“Nous n’avons pas besoin d’un opérateur étranger et si le paiement électronique requiert d’attendre 10 ans, nous le ferons”. Ce n’est pas Djamel Ould-Abbès, le patron du FLN, qui a prononcé cette phrase. Ce n’est pas non plus un autre haut farfelu personnage politique habitué à “bombarder” les Algériens avec ses “théories du complot”. Non, il s’agit là de la plus jeune Ministre du gouvernement, à savoir Houda Imane Feraoun, la ministre des TIC et de la Poste. 

Notre jeune ministre s’inquiète, en toute légitimité, pour la sécurité nationale et la protection des données personnelles des Algériens en prévision du lancement du service du paiement en ligne en Algérie. C’est une intention très noble. Mais ce modus operandi est entièrement dépassé et ne prend pas en compte les dernières novations des TIC dans le monde.

Et pour cause, il existe bel et bien des solutions technologiques qui peuvent garantir la sécurité nationale sans que cela prenne 10 ans de retard.

Alors que le monde entier est d’ores et déjà habitué au paiement en ligne, l’Algérie se doit de se diriger vers ce nouveau mode de paiement et l’adopter comme l’ont fait de nombreux pays africains.

Le mobile money permet réellement de fédérer les différentes solutions de paiement mobile afin de permettre aux consommateurs de payer leurs biens et services, en ligne ou en physique.

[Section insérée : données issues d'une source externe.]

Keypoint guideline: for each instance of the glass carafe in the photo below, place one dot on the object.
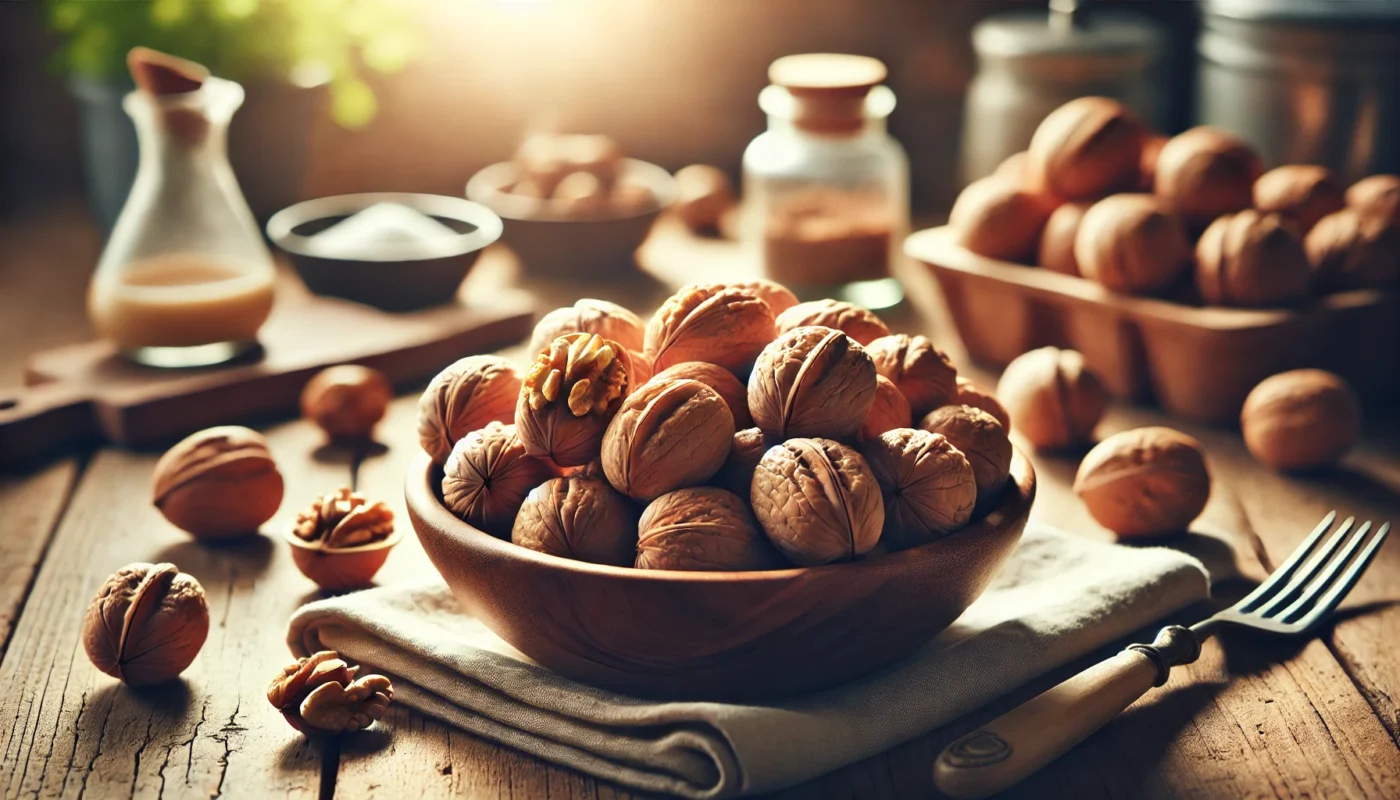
(185, 278)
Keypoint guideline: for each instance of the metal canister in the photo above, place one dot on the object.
(1305, 81)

Le paiement mobile, permet, surtout d’utiliser un appareil mobile, comme un lecteur de carte pour smartphone, à la place des terminaux classiques. Il est également mis en place rapidement sans formalités administratives compliquées et ne nécessite pas un compte professionnel, comme il permet également d’éviter de se déplacer avec des sommes d’argent liquide trop importantes.

A l’instar des habitants d’Afrique sub-saharienne, les Algériens sont souvent non bancarisés et ont rarement accès aux moyens de paiement tels les cartes de crédit VISA ou MASTERCARD.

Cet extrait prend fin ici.